Estate plans aren’t just for what happens when you’re gone, they provide a clear directive for what you’d like to happen in the event of incapacitation. This takes the guesswork out of your wishes,and gives your spouse an actionable plan.-
Without basic estate planning documents, your state's laws will decide who gets to make your financial and medical decisions when you are unables to do so. Without an established estate plan, your spouse may have to go through a complicated legal process to make decisions on your behalf.
Without a plan, your spouse might be foreced to file a lawsuit to declare you legally incompetent and get a judge to appoint them as your legal guardian. The judge's decision may not align with your wishes, and the lawsuit will present a legal and financial hardship for your spouse. Without a plan, you’re not in the driver’s seat, and your wishes aren’t known. Here’s how to fix that:
Create a durable power of attorney
A power of attorney is a type of legal document that gives someone (your agent) the authority to act on your behalf regarding all of your financial decisions. There are several power of attorney agreements, and most people are unaware of their differences and limitations.
While a general power of attorney is comprehensive, it terminates when you become incapacitated, which is often why people execute a power of attorney in the first place. You don't want your spouse to discover that their powers end at the very moment they need them most — which is why it's essential to create a durable power of attorney.
A durable power of attorney remains in effect even if you are incapacitated and gives your spouse extensive capabilities, including but not limited to:
- Buying and selling real estate
- Handling tax matters
- Creating and funding trusts
- Managing your bank and retirement accounts
- The power to deal with your digital assets
The more express powers you can grant your spouse in the durable power of attorney, the smoother the process will be for them when dealing with third parties.
Make sure your health care legal documents are in order
It is essential to include the appropriate healthcare documents in your estate plan to clarify your wishes and reduce the overall emotional and legal burden on your spouse.
Depending on your state, this may mean you need to sign a healthcare power of attorney or health care proxy (My Advocate will help you determine which one you need.) This document gives your spouse access to your medical records. It also grants them the legal authority to make treatment decisions on your behalf.
While your state's laws may designate your spouse as your health care agent by default — the process will be much smoother if you document your wishes ahead of time.
It is also essential to include a separate HIPAA authorization document that grants your spouse access to any protected health information that the healthcare power of attorney may not cover.
Prepare a living will
A living will, or an advanced health care directive, is a document where you state, in advance, your wishes regarding life-sustaining procedures in the event that you are incapacitated with no chance of recovery.
This critical document helps your spouse and doctors honor your wishes and relieves them of the burden of making difficult decisions without your input. Additionally, it can provide relief to other family members who may have conflicting ideas about managing your care.
Without a living will, families with conflicting wishes may end up in a lengthy lawsuit that puts financial and emotional stress on their spouse and financial stress on your estate. Such a lawsuit would also strain familial relationships.
It's crucial to convey your end-of-life wishes to your doctors and loved ones while you still can. That way, you empower your spouse when they need to make these overwhelming decisions.
Consider a revocable living trust (RLT)
While many people think of revocable living trusts as a way to avoid probate and control the distribution of your assets after you're gone — that's not all they do. Revocable living trusts can also provide a mechanism for managing your wealth during your lifetime.
You can transfer assets into the trust and designate yourself and your spouse co-trustees of your revocable living trust. You will both retain control and access to the assets as you did before creating the trust. You will also be able to move assets in and out of the trust as needed.

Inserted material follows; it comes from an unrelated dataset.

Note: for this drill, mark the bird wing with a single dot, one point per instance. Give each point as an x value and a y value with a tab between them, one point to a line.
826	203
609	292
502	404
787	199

If you are incapacitated, your spouse will be able to make transactions using those assets as trustee of the trust. This can relieve your spouse of any legal or financial difficulties regarding your assets if a third party does not honor your durable power of attorney.
Add your spouse to your bank accounts
Finally, an often overlooked part of estate planning is adding your spouse as a signer on your bank accounts. If you become incapacitated suddenly, your spouse may not be able to access those assets.
While a durable power of attorney and trust may allow your spouse access to these accounts, adding them as a signer on the bank account allows for a smoother, more streamlined process.
Whether you're a newlywed or celebrating your golden anniversary, it's never too late (or too early) to start thinking about ways to provide for your spouse during your lifetime. Legal instruments such as a durable power of attorney, revocable living trust and advance health directive will are a good place to start.